Your nomination mentions that you are called “Dr. DeVoe” in the office. Why do you think colleagues come to you for help with personal and work-related issues? 

I’m a people person. I like people, and most people feel very comfortable talking to me. I also have a comfortable couch in my office.

You’re the chief driving instructor for the Central Indiana Region of the Porsche Club of America. What attracted you to fast cars and racing?

What got me started was a lifelong fascination with race cars, racing and speed (sledding, skiing, racing bicycles). What got me hooked and keeps me going is the fact that driving on a track is the most relaxing thing I do. Driving fast and safely takes total focus – no cell phones, no emails, no thinking about work or anything other than the task at hand.

Mentoring younger attorneys is beneficial for them, but what do you learn about yourself when you take on a mentoring role?
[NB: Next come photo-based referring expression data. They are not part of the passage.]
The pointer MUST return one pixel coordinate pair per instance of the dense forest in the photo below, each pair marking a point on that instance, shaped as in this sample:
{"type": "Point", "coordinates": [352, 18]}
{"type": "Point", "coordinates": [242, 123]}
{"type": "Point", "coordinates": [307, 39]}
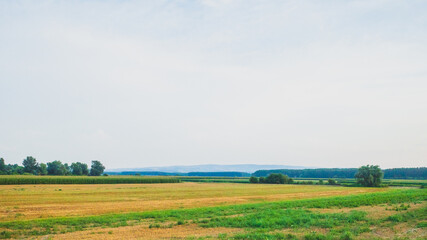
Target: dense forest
{"type": "Point", "coordinates": [394, 173]}
{"type": "Point", "coordinates": [31, 166]}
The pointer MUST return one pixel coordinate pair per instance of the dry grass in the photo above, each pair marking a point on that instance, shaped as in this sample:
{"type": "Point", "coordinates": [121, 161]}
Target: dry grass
{"type": "Point", "coordinates": [42, 201]}
{"type": "Point", "coordinates": [143, 232]}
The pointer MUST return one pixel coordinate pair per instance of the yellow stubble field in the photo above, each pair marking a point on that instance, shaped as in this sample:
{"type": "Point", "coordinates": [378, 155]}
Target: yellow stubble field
{"type": "Point", "coordinates": [18, 202]}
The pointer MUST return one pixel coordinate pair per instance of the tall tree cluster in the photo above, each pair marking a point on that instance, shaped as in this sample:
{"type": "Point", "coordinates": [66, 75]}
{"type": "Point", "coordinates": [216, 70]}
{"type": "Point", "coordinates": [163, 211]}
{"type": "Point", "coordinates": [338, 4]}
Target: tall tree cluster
{"type": "Point", "coordinates": [31, 166]}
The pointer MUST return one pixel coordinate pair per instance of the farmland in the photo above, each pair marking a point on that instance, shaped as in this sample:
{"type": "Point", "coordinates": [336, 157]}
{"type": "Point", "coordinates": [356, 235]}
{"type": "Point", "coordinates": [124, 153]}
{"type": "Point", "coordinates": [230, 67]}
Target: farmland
{"type": "Point", "coordinates": [209, 210]}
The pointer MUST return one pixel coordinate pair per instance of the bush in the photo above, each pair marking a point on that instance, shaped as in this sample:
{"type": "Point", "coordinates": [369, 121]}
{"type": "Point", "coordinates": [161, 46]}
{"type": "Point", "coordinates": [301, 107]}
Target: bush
{"type": "Point", "coordinates": [253, 179]}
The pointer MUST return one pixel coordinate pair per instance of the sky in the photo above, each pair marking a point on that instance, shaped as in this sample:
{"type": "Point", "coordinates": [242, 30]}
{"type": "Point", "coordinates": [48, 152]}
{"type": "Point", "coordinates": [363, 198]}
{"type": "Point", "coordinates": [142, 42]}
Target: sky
{"type": "Point", "coordinates": [158, 83]}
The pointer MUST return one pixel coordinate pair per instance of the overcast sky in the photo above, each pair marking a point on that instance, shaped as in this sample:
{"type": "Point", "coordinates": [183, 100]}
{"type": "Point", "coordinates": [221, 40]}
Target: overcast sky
{"type": "Point", "coordinates": [156, 83]}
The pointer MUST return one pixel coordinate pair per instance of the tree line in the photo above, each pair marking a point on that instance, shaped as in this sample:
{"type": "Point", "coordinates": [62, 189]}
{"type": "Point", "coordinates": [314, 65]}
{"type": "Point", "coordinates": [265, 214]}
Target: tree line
{"type": "Point", "coordinates": [57, 168]}
{"type": "Point", "coordinates": [394, 173]}
{"type": "Point", "coordinates": [367, 176]}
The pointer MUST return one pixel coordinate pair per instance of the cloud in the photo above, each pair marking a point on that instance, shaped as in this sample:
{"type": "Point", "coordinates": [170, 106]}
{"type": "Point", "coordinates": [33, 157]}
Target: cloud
{"type": "Point", "coordinates": [134, 84]}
Mentoring keeps me sharp by reminding me to try to lead by example. It also gives me regular refreshers on ethical issues and best practices.

What’s something you’ve learned over the years that you wish you could go back in time and tell your younger self?

Don’t get upset if opposing counsel tries to bully you or does not cooperate. Trust the system to expose that eventually.

What are some tips for achieving a work/life balance?

Insist on the life side of that balance, and accept the consequences that come with that in terms of advancement or income. Treasure and zealously defend the times with family, and always put family first.

Clients often expect lawyers to be accessible 24/7. How has this affected the practice of law?

More than anything, it has all but eliminated communication by anything other than email. It also has made it essential to be organized so as not to lose track of emails or priorities.

If you couldn’t be a lawyer, what would you do for a living?

Something in education, probably in administration, maybe even try to become president of a small college.

How has environmental law changed since you started practicing?

Not much, actually. My own focus has changed a bit, with more and more water work, but the underlying law has progressed fairly organically, not particularly abruptly or dramatically.

We hear a lot about civility. Have you noticed a change in how attorneys treat each other since you began practicing?

I have not noticed much, if any, change over time. I do very much notice differences between attorneys in Indianapolis, who almost without exception are civil and professional, and attorneys in other cities, but those differences were just as apparent early in my career as more recently.

Why do you think people often have negative stereotypes about lawyers?

Lawyers are expensive, and people who need a lawyer’s services often are not in a good situation – they are seeking legal advice because they have a problem they would prefer not to have. The basic principle of advocacy, of making the best argument available given the facts or of representing a client who has done something wrong just as zealously as one who has done nothing wrong, may also make the attorney engaging in that advocacy seem disingenuous to a non-lawyer.